Investigation of Ammonia Fed SOFCC-GT Hybrid System for Commercial Aviation

Griffin Layhew, September 17, 2024

Carbon emissions can be reduced in the aviation industry with the introduction of electric aircraft and hybridization of existing architecture. A hybrid electric mixed turbofan using ammonia fueled SOFCC-GT could eliminate all carbon emissions while still being able to meet the thrust and power demanded by commercial aircraft for domestic applications. Ammonia was chosen as a carbonless fuel due to its higher volumetric energy density than hydrogen (~1.5x higher), though it lacks in specific energy density compared to hydrogen (~6x less). This higher volumetric energy density, as well as its less restrictive storage solutions, makes ammonia a reasonable candidate for carbonless electric aviation. Though ammonia is considered a candidate fuel, it also has its own operational and safety risks. Ammonia decomposition, called cracking, is an endothermic process requiring external heat to break down into nitrogen and hydrogen that the fuel cells use to generate electrical power.
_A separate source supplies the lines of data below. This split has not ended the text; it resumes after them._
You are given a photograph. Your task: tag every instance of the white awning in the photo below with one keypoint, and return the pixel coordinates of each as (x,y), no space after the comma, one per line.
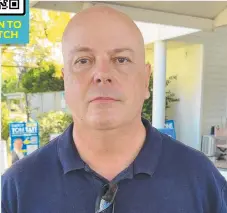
(204,15)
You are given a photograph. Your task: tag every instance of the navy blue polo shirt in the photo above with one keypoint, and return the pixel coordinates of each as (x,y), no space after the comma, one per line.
(166,176)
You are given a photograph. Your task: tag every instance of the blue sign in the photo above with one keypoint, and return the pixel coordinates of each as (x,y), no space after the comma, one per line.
(169,132)
(24,136)
(14,21)
(169,129)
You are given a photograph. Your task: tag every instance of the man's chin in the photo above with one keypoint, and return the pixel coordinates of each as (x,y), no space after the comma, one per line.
(103,123)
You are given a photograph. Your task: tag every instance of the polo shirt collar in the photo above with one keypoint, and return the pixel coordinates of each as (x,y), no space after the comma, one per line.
(67,152)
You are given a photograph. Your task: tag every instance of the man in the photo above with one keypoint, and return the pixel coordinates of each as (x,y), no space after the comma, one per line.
(109,159)
(17,153)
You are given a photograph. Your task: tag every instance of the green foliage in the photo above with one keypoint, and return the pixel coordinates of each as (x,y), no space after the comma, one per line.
(170,98)
(5,121)
(52,122)
(42,79)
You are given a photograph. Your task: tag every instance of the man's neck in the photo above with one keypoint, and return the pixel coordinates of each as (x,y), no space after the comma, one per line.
(110,152)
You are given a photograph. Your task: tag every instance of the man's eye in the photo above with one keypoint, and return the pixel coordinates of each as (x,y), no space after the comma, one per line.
(122,60)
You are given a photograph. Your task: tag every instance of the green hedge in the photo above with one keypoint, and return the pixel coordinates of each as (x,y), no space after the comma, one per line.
(52,122)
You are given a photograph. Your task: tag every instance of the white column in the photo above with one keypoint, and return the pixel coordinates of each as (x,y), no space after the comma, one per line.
(159,84)
(87,5)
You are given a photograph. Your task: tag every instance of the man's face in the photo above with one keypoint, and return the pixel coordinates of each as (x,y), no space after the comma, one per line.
(105,77)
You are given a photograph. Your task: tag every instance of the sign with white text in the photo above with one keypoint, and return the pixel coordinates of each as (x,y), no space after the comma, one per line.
(27,133)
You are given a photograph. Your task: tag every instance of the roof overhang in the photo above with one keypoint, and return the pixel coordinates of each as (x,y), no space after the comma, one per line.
(198,15)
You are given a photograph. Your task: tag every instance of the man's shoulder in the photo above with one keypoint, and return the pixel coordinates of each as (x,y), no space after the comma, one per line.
(37,161)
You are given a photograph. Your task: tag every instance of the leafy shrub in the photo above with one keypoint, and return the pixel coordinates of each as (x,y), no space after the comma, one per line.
(5,121)
(52,122)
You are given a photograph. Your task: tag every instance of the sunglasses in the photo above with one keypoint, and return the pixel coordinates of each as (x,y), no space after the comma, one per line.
(106,198)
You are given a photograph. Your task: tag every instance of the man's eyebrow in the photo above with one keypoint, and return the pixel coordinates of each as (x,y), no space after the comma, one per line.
(119,50)
(88,49)
(80,49)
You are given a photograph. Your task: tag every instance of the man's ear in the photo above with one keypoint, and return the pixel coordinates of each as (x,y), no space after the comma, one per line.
(62,72)
(148,71)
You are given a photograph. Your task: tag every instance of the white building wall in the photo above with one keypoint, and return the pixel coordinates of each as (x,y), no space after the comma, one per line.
(214,83)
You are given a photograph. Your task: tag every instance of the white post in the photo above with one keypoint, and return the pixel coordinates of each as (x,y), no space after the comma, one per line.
(87,5)
(159,84)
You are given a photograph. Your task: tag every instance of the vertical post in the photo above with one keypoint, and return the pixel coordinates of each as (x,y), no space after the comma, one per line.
(87,5)
(159,85)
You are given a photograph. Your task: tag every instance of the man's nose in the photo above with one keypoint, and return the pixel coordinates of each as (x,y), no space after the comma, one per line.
(103,74)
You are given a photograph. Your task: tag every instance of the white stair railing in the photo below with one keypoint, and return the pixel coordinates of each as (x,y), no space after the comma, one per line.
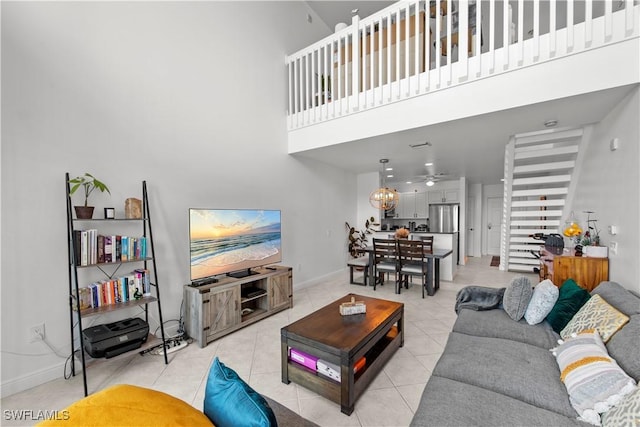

Though the fuel cell’s environment is hospitable for ammonia to crack due to the high operational temperature (750 ºC), as well as catalysts in the ceramic structure, this endothermic reaction could cause a sizable temperature gradient to form along the ceramic tubes, which in turn could result in structural damage to the cell. To mitigate this issue, the ammonia in this system is cracked using the turbine’s exhaust. This recuperation also has the added benefit of increasing system efficiency. Size, weight, and power (SWaP) analysis was integrated with aerodynamics and electrical disciplines to aid in choosing the ideal design from a design space that meets the criteria and requirements for a commercial aircraft. Dynamic models have shown that this hybrid system is able to dynamically react to a given thrust profile, while being able to reduce emissions with increased system efficiencies.